Wistar male rats (IFFA CREDO, Les Oncins, France) were immunised by multiple injections of LDH-5 purified from rabbit muscle (SIGMA, Buchs, Switzerland. Hybridomas were produced by fusion of splenocytes with log-phase Sp2 myeloma cells in the presence of polyethylene glycol (MW 4000; Merck, Switzerland) according to the method reported by Lövenborg [32] and described in detail elsewhere [33]. After screening by immunohistochemistry and western Blot (see below) for hybridomas producing monoclonal antibodies (mAbs) against LDH-5, positive hybridomas were propagated in a Biofarm 2000 system (Digitana, Switzerland).

The mouse mAbs respectively against the E1α and E2 subunits of human pyruvate dehydrogenase were purchased from Molecular Probes, Inc. Oregon, USA.

Western blot analysis

The mAb against LDH-5 was characterized by immunodot, immunohistochemistry on rabbit muscle and heart sections, and by western blot analysis as described previously [15]. "Sodium-Dodecyl-Sulphate polyacrylamide gel electrophoresis" (SDS-PAGE) was performed according to the method of Laemmli [34]. Fresh tissue extracts from human hippocampus (CA) and occipital cortex (CO) were homogenized on ice with diluted sample buffer. Purified proteins were all from Sigma, Switzerland and were also diluted in sample buffer. For the mAb against PDH characterization, mitochondrial fractions and cytosolic fractions of CA and CO were extracted by successive centrifugations in 0.01 M Tris-HCl with 0.32 M sucrose according to Hamberger et al. [35]. Samples were heated at 100°C for 5 min, and approximately 50 μg of protein were loaded onto the gels. The extracts were then electrophoresed on polyacrylamide gels (12%) and transferred electrophoretically onto nitrocellulose membranes (Bio-Rad, Glattbrugg, Switzerland). After being blocked with non-fat dry milk and washed in phosphate buffer saline (PBS, pH 7.4), the membranes were incubated overnight with the antibodies. Detection of the bound antibodies was performed as described under "Immunohistochemistry" and/or using ECL+ with subsequent exposure to Hyperfilms (Amersham, Switzerland).

Molecular weight markers were used in all gels (Kaleidoscope and Low Range Prestained Standards from Bio-Rad).

Immunohistochemistry

For simple immunohistochemical labelling, adjacent 20 μm cryostat (Microm HM550) cut brain sections were mounted on 0.01% poly-L-lysine (PLL, Fluka, Switzerland) coated slides and incubated overnight at 4°C in PBS containing 3% bovine serum albumin (BSA, Sigma) and 0.3% Triton X with either the anti-LDH-5 supernatant diluted 1/500 or the anti-PDHE1α diluted 1/1000 (1/10000 for the anti-PDHE2) according to the manufacturers instructions. Following incubation, sections were rinsed in PBS and incubated for one hour at room temperature with horseradish peroxidase conjugated polyclonal rabbit anti-rat IgG (for LDH-5) or anti mouse IgG (for PDHE1α and PDHE2) (DAKO, Switzerland) diluted 1/100 in PBS containing 3% BSA and 0.3% Triton X. Following PBS washes, immunoreactions were revealed for 20 min at room temperature in PBS containing 0.02% 3,3'-diaminobenzidine (DAB, Sigma) and 0.002% H2O2.

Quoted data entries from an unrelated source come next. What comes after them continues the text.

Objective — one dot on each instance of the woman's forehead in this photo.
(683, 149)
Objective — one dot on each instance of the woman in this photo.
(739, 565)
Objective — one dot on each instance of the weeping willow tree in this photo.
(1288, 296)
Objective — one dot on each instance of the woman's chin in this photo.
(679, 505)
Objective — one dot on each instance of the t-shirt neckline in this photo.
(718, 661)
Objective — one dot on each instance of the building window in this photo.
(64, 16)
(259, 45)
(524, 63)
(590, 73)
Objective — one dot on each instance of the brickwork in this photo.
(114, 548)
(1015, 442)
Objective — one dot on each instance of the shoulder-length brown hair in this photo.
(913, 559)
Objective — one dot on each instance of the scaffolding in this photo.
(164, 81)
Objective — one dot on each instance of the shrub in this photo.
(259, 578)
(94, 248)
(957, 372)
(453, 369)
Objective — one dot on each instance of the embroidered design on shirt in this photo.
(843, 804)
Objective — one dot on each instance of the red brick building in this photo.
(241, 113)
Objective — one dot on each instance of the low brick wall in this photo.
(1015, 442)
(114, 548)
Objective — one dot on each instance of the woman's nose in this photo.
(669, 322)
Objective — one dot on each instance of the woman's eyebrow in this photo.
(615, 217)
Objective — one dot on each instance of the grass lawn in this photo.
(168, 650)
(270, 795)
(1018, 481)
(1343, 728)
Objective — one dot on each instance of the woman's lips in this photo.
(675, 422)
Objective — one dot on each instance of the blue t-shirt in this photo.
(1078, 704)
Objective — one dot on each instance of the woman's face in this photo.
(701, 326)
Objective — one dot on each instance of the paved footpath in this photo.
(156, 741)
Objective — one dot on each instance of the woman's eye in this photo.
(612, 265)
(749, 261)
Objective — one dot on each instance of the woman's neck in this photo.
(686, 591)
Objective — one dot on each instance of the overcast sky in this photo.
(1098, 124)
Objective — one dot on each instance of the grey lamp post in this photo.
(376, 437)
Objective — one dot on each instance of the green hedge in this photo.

For another series of simple and double labelling, 40 μm cryostat cut free floating sections were treated as above with the difference that the PDHE1α immunolabeling was revealed in 50 mM Tris-HCl containing 0.02% DAB and 0.002% H2O2 with 0.1% nickel ammonium sulphate [36]. Double labelling was sequential, i.e. PDHE1α immunoreactivity was revealed before processing to LDH-5 immunolabelling.

An additional subset of sections were incubated for 48 hours in the two anti-PDH antibodies and processed as above or subjected to the Tyramide Signal Amplification (TSA) system (PerkinElmer life Sciences, Inc., Boston, USA) according to the manufacturer's instructions.